Вырастил и я Облеухова-младшего.
Нет, заранее говорю, речь идет о частном случае А.К., то есть не меня, а Ангела Капитала. У золота своя тайна. Но все же, но все же…
Конечно, я мало уделял своей семье внимания, шли лихие времена – власть играла в свои игры, я же пристрастился пока к своим: просто к игре, как таковой – карты, бильярд, бега… Позже – рулетка. «Кожей» я чувствовал, что в другие игры играть время для меня еще не наступило. Довольно быстро я научился содержать себя и семью на деньги от игры. Я, разумеется, служил. Нет, у меня был доступ к семейному счету, но мой дядька, как он себя называл, дал понять, что брать оттуда деньги без особой нужды и без его ведома я не должен. Тем более, на игру Нет так нет! Я стал добывать деньги сам, потому что зарплаты мне хватало на три дня. Такой зарплаты, на которую иные жили три месяца с семьей, а то и три года! Разные были зарплаты.
Деньги мне тогда нужны были, помню, еще и на лечение жены. И греб я их в игорных залах лопатой, реже проигрывал, но в целом мне везло. Тут-то врачи обнаружили у жены лейкемию, по счастью не в острой форме… Я сразу тогда почти перестал играть по крупной и бросился ее спасать.

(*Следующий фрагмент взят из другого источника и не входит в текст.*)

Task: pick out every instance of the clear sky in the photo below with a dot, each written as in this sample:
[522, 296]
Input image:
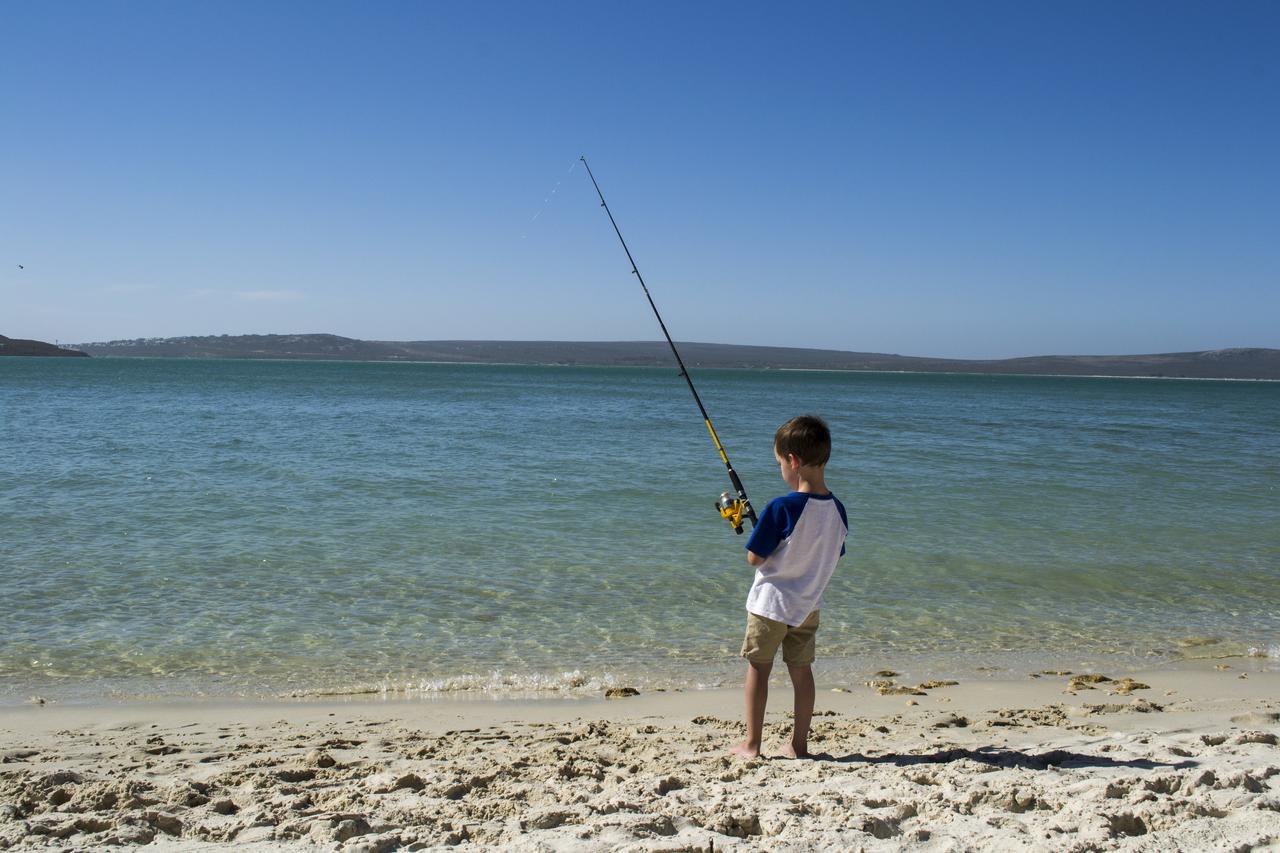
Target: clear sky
[972, 179]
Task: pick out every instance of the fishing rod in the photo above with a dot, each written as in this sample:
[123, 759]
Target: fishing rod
[731, 509]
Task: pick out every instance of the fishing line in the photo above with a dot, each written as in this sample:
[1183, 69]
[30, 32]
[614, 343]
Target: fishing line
[551, 195]
[731, 509]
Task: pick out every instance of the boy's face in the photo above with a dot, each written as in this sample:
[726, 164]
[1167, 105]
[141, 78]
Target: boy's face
[789, 466]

Мне необходимо было чаще навещать клинику в Швейцарии, и я воспользовался возможностью назначения на первую же подвернувшуюся вакансию в Париже. Работа моя числилась по общегуманитарной линии, я подчинялся ооновским деятелям, что позволяло мне иметь и, худо-бедно, дипломатической статус. Иногда это помогало.

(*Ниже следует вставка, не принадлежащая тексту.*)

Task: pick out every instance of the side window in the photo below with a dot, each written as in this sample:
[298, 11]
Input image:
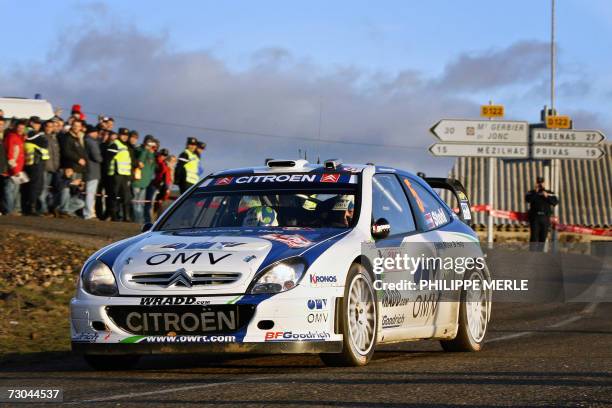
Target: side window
[389, 202]
[430, 214]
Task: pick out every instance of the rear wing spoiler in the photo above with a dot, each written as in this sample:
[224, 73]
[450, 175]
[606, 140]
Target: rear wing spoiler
[458, 191]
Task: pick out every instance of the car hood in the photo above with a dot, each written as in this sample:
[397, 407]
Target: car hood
[208, 261]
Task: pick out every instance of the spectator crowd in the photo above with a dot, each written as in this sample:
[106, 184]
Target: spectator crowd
[71, 168]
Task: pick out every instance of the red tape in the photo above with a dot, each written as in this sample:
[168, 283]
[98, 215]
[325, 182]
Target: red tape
[523, 217]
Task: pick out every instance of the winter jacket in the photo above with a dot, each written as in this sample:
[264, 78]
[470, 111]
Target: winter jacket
[147, 158]
[52, 165]
[71, 152]
[14, 147]
[94, 158]
[163, 174]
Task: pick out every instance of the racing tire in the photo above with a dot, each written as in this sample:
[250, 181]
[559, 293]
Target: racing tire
[474, 310]
[358, 321]
[108, 363]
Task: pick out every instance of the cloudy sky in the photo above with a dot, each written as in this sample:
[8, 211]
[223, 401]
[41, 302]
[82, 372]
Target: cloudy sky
[351, 79]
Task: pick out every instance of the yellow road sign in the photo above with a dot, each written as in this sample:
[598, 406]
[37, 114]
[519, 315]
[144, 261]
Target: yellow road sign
[558, 122]
[492, 111]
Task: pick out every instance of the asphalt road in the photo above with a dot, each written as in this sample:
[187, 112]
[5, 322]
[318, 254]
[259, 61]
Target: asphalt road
[536, 354]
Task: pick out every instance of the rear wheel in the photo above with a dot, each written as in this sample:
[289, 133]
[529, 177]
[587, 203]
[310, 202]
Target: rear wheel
[111, 362]
[474, 311]
[358, 321]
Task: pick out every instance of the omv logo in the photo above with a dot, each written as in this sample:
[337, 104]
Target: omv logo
[314, 279]
[317, 304]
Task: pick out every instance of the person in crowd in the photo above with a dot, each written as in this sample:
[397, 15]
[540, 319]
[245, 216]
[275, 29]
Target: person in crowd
[34, 125]
[200, 151]
[163, 179]
[186, 173]
[92, 179]
[71, 187]
[151, 192]
[14, 176]
[3, 160]
[143, 175]
[74, 157]
[120, 172]
[541, 202]
[36, 155]
[49, 198]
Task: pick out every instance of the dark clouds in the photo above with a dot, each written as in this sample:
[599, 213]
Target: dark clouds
[520, 63]
[118, 70]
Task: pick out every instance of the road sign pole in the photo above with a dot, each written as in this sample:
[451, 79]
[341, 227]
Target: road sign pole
[555, 188]
[491, 200]
[492, 172]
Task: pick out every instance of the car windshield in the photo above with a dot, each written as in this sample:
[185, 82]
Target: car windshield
[306, 205]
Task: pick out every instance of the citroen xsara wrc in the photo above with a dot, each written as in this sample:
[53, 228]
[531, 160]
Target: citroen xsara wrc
[282, 259]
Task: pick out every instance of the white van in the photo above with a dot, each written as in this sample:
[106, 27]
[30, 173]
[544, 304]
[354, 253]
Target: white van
[23, 108]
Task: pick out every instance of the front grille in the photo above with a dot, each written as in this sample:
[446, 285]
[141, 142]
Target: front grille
[181, 320]
[184, 278]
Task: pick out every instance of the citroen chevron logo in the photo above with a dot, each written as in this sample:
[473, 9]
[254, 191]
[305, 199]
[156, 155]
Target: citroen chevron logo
[181, 276]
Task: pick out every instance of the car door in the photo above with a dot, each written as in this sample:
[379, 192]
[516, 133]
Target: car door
[435, 307]
[398, 313]
[453, 192]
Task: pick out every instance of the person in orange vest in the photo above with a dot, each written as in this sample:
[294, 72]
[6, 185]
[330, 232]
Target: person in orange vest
[36, 155]
[186, 172]
[120, 173]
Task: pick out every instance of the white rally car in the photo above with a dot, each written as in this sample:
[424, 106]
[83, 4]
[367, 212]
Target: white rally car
[282, 259]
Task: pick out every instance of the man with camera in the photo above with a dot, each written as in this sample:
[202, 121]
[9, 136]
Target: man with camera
[541, 203]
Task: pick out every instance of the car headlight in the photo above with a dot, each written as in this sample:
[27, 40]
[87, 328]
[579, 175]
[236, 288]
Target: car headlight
[279, 277]
[98, 279]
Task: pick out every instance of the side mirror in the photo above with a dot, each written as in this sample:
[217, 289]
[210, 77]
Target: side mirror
[381, 228]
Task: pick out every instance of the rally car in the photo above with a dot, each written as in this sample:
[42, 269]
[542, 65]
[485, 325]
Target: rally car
[283, 259]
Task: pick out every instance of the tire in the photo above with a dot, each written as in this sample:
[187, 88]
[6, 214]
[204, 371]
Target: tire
[358, 321]
[110, 362]
[468, 338]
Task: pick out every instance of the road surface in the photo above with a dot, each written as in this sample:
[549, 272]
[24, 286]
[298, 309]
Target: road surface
[536, 354]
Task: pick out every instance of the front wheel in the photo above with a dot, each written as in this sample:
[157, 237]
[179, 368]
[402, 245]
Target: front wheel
[358, 321]
[474, 310]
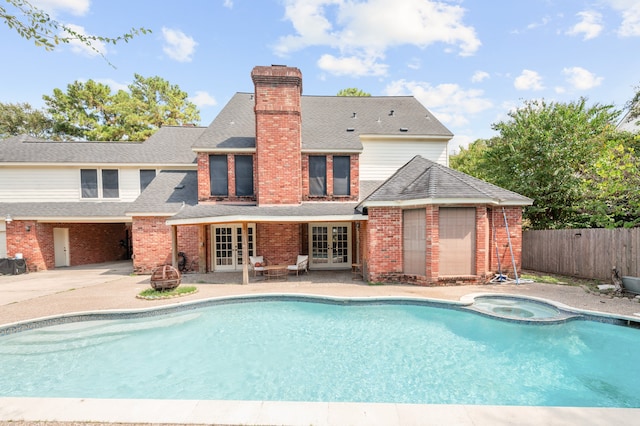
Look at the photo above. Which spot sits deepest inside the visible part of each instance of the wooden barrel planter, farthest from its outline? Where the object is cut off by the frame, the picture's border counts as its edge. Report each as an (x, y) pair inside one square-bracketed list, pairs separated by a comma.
[(165, 277)]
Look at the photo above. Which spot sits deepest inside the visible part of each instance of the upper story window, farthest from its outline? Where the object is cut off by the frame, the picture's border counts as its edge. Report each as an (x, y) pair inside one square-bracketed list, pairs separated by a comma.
[(341, 175), (146, 176), (244, 175), (99, 185), (218, 175), (317, 175)]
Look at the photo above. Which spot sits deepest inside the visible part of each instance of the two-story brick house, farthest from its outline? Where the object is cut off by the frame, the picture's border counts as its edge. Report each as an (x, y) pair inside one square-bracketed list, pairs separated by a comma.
[(345, 180)]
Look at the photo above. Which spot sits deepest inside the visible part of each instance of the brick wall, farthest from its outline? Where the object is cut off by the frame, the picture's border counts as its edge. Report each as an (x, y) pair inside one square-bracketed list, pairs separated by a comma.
[(204, 184), (384, 248), (152, 243), (278, 134), (279, 243), (384, 245), (88, 242)]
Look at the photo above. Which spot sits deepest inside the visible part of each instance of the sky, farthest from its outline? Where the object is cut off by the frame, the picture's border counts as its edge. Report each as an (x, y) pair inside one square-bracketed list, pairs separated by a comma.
[(469, 62)]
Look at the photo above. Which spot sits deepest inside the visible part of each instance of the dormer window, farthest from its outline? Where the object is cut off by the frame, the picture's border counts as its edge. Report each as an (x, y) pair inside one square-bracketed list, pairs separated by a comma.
[(99, 185), (317, 175), (218, 175)]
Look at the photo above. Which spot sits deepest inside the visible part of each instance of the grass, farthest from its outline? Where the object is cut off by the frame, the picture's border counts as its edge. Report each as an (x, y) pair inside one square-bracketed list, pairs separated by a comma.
[(542, 277), (151, 293)]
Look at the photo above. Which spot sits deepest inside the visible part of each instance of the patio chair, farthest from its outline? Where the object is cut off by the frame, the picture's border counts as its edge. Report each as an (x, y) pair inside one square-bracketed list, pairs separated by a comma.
[(302, 264), (257, 263)]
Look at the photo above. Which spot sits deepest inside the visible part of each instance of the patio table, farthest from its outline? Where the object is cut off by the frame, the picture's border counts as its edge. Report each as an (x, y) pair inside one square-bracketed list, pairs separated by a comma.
[(275, 271)]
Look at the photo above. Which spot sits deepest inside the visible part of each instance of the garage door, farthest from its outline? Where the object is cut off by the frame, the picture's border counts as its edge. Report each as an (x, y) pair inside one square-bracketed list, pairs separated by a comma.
[(457, 228)]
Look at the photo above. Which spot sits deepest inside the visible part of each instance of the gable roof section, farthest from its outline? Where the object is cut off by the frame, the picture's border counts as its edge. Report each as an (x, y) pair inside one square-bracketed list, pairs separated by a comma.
[(167, 193), (422, 181), (329, 123), (168, 146)]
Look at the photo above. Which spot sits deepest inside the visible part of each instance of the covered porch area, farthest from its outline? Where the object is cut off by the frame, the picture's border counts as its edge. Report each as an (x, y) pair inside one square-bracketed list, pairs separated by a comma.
[(278, 235)]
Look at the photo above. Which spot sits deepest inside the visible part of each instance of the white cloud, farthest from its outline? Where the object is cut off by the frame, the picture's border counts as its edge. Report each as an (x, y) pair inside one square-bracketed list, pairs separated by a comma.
[(414, 64), (367, 29), (581, 78), (75, 7), (203, 99), (630, 11), (528, 80), (178, 46), (352, 66), (449, 102), (590, 25), (77, 46), (479, 76)]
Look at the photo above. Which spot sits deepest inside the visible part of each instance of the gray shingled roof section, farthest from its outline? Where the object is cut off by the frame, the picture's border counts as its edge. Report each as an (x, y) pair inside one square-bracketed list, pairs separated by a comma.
[(326, 122), (169, 145), (233, 128), (84, 209), (167, 193), (305, 210), (421, 178)]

Постепенно стали прорисовываться возможные сферы приложения сил: надо было упорядочить перевод разных вчерашних объектов недвижимости в новые руки. Тут много тнкостей, я не хотел бы здесь в них входить. Просто сменились и люди, и организации, а деньги оставались деньгами. Вот и приходилось нанимать адвокатов и защищать права на капиталы, ценные бумаги и недвижимость. К тому же некоторые упраздняемые структуры накопили переписку, архивы, в которых не все предназначалось для посторонних глаз. Одним словом – рутина. Что-то надо было уничтожить, что-то отправить домой, что-то можно было и опубликовать как сенсацию, а главное – как знак отречения от тоталитарного прошлого.

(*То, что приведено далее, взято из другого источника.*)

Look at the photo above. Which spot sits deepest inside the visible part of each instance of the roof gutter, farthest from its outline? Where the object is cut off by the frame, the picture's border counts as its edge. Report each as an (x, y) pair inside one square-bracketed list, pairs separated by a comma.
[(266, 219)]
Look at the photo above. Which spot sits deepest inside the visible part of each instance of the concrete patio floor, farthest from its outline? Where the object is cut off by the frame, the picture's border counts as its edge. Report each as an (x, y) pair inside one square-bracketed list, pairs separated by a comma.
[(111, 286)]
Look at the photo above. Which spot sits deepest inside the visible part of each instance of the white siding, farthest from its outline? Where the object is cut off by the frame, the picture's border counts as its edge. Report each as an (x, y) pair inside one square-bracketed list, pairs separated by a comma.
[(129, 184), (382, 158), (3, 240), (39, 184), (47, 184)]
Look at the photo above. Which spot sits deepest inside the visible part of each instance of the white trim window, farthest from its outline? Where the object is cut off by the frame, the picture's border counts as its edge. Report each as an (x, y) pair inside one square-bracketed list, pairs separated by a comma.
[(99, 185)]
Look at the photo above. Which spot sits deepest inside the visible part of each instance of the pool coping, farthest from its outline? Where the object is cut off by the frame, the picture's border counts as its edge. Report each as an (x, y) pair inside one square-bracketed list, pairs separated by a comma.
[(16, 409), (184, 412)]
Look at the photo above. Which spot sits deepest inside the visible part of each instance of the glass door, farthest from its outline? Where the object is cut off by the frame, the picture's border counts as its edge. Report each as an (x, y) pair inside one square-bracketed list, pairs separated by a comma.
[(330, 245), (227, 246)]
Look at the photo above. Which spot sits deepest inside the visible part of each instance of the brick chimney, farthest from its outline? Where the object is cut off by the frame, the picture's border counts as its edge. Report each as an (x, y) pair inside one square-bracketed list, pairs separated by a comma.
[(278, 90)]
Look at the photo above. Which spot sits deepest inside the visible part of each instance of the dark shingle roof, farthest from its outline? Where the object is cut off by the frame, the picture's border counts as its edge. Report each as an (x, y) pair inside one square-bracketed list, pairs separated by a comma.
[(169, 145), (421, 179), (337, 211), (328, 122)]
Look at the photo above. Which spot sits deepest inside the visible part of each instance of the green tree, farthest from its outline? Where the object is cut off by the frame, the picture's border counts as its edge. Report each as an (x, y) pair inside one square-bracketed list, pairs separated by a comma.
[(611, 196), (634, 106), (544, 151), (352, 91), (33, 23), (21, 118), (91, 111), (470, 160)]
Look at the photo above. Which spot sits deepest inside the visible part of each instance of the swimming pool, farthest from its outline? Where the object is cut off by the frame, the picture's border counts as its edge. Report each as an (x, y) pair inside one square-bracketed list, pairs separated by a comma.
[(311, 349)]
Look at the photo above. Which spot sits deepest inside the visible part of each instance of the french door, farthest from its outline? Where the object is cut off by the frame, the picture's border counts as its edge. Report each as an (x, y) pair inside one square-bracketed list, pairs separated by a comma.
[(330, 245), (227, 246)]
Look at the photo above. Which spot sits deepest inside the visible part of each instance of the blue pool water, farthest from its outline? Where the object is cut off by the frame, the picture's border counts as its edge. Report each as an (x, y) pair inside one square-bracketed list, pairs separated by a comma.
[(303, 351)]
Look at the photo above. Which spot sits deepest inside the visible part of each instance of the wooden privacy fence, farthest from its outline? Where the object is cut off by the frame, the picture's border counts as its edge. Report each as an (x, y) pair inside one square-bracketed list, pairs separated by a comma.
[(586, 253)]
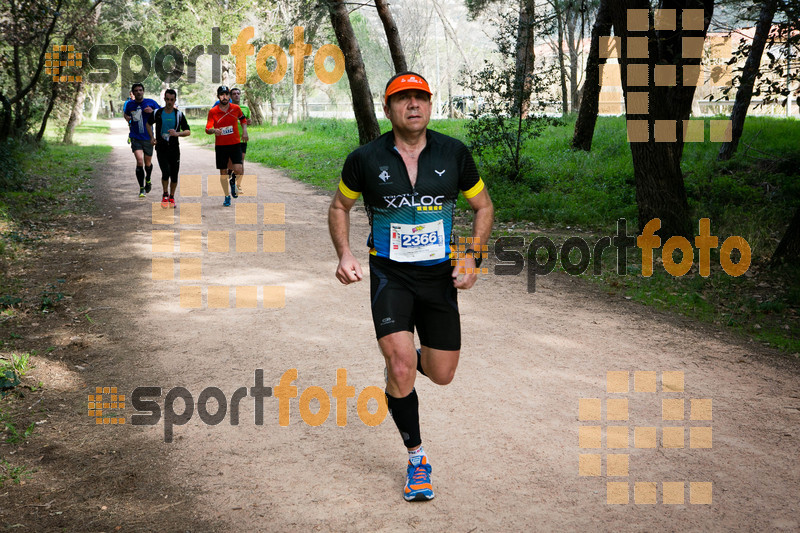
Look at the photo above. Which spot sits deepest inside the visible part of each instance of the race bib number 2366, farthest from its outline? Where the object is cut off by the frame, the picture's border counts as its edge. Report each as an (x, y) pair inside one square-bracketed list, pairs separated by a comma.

Я открыл несколько агенств по недвижимости в европейских странах, дав им имена предводителей народных восстаний в матушке России. На Париж исторических имен не осталось, я взял литературное, из «Повестей Белкина» – «Дубровский». Под крыло нашей конторы я принял всякие архаические пропагандистские структуры, которые раньше существовали как простые синекуры для сынков и блатных, хотя они усиленно делали вид, что являются прямо чуть ли не резидентурами. При брежневской власти они разжирели, обленились, гребли все под себя, и самое время было их разогнать, чтоб не мешали работать тем, кто должен был работать. Опять же рутина, хоть и с приметами «плаща и кинжала». Я быстро разогнал лишних, которые совсем не ловили мышей. Оставил лишь некоторые конторы, среди них затесалась одна, которая именовалась «Интеркнигой». На нее у меня были свои виды. О ней речь пойдет позже.